Revathy (born 27 September 1988), known by her stage name Kadhal Sandhya, is an Indian actress who appeared in Malayalam, Tamil, Telugu and Kannada films.

Early life
She was born in the year 1988. Her father Ajith is an employee of IOB and her mother Maya is a beautician. She has an elder brother, Rahul. She attended Vidyodaya Girls Higher Secondary School, Chennai until completing Class 9.

Career
Sandhya was studying when she starred in the Tamil love story Kaadhal. The role was offered to many known actresses, including Ileana D'Cruz and then Varalaxmi Sarathkumar, but the latter's father was reluctant to let her become an actress at the time. The team then picked Saranya was in Class IX, when cinematographer Vijay Milton referred her on to Balaji Sakthivel. She was initially considered to play the heroine in the film, but finally the role was later handed to Sandhya, after the director felt Saranya looked too young.

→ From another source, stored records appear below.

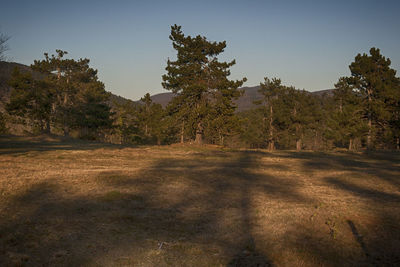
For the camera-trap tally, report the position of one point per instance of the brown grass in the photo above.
(72, 203)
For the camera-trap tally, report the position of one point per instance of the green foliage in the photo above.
(378, 88)
(201, 84)
(31, 98)
(63, 93)
(3, 127)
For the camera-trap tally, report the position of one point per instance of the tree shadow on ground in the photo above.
(186, 212)
(12, 145)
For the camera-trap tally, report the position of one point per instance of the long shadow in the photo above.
(10, 145)
(189, 211)
(51, 228)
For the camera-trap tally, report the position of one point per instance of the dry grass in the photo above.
(75, 203)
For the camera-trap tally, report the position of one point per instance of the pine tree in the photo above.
(270, 89)
(198, 79)
(346, 120)
(80, 100)
(377, 85)
(31, 98)
(3, 127)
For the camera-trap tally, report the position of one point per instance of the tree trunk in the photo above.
(298, 141)
(66, 130)
(199, 134)
(47, 129)
(183, 132)
(298, 144)
(369, 137)
(271, 131)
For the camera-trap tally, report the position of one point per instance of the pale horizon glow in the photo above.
(307, 44)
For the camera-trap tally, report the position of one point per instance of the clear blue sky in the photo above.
(308, 44)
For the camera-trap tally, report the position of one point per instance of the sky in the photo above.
(307, 44)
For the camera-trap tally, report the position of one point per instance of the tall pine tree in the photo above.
(198, 78)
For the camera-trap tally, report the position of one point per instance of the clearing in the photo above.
(69, 203)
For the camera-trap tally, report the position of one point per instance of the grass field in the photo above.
(75, 203)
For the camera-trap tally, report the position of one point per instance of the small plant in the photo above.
(332, 228)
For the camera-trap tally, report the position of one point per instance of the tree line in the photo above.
(64, 96)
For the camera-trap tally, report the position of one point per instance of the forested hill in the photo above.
(6, 69)
(245, 102)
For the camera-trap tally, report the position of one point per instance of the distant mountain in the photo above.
(245, 102)
(6, 69)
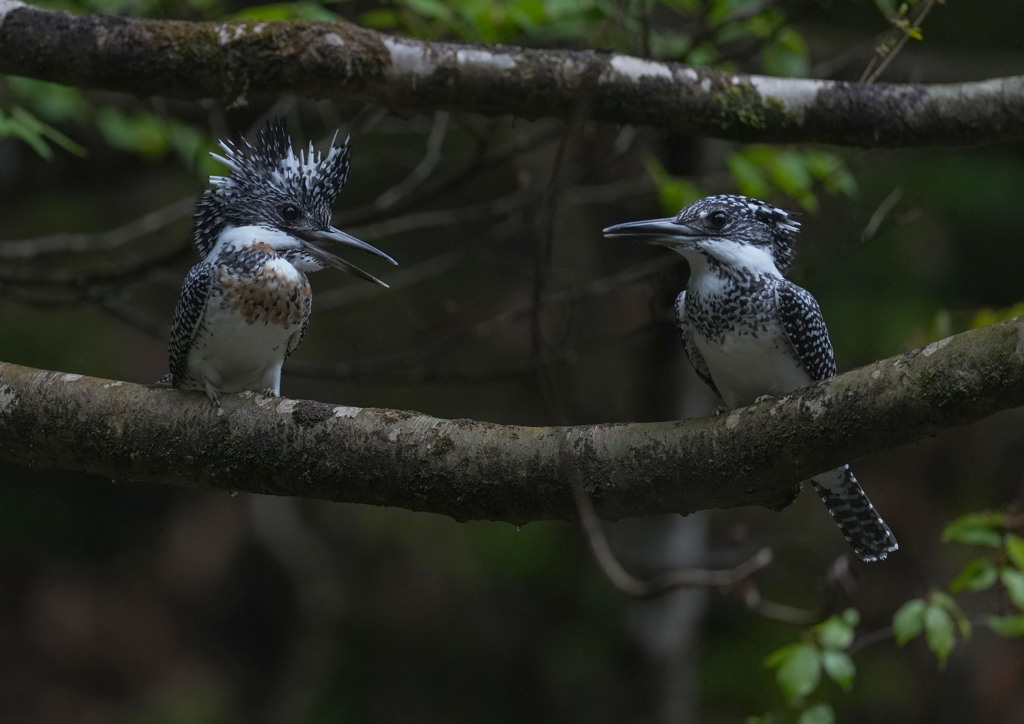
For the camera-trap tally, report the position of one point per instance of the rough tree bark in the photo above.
(466, 469)
(232, 60)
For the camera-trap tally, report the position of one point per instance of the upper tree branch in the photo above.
(231, 60)
(470, 469)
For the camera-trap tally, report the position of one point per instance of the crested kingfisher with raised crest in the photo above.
(260, 230)
(751, 333)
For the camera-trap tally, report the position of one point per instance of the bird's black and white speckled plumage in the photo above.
(243, 309)
(750, 333)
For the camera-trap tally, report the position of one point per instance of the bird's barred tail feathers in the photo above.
(861, 525)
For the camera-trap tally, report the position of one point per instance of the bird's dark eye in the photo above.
(718, 218)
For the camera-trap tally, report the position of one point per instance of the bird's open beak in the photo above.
(314, 241)
(665, 231)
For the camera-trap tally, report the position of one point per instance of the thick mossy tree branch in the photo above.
(233, 60)
(467, 469)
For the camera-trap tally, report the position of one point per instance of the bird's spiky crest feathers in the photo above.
(265, 175)
(780, 224)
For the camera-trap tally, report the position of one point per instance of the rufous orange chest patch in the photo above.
(267, 295)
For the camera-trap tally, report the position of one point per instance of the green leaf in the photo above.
(939, 632)
(1009, 626)
(976, 528)
(835, 633)
(908, 622)
(1015, 545)
(22, 124)
(429, 8)
(286, 11)
(979, 575)
(675, 193)
(840, 668)
(785, 55)
(780, 655)
(1014, 581)
(887, 7)
(800, 674)
(379, 18)
(818, 714)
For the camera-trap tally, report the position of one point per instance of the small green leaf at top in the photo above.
(800, 673)
(1014, 582)
(976, 528)
(1008, 626)
(979, 575)
(939, 632)
(840, 668)
(818, 714)
(908, 621)
(1015, 549)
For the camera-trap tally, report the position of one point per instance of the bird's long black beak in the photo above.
(315, 240)
(652, 230)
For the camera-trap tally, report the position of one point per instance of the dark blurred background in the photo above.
(136, 603)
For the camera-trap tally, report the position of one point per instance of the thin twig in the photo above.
(423, 170)
(882, 58)
(664, 583)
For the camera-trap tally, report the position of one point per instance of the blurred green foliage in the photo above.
(824, 648)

After the success of the film Kaadhal,in  2004, she took up a Malayalam film titled Alice in Wonderland which she played as the sister of actor Jayaram.  Then came the musical romance Dishyum with Jeeva. In her third Tamil film, Vallavan, she had only a small role, and the film had only modest box office success. She also acted in Koodal Nagar with Bharath. After the success of Cycle, she shifted her focus to Malayalam cinema. She debuted as a playback singer for the film Manjal Veiyil. In 2010, she appeared in a role opposite Vishnuvardhan in the Kannada film Aptharakshaka directed by P. Vasu.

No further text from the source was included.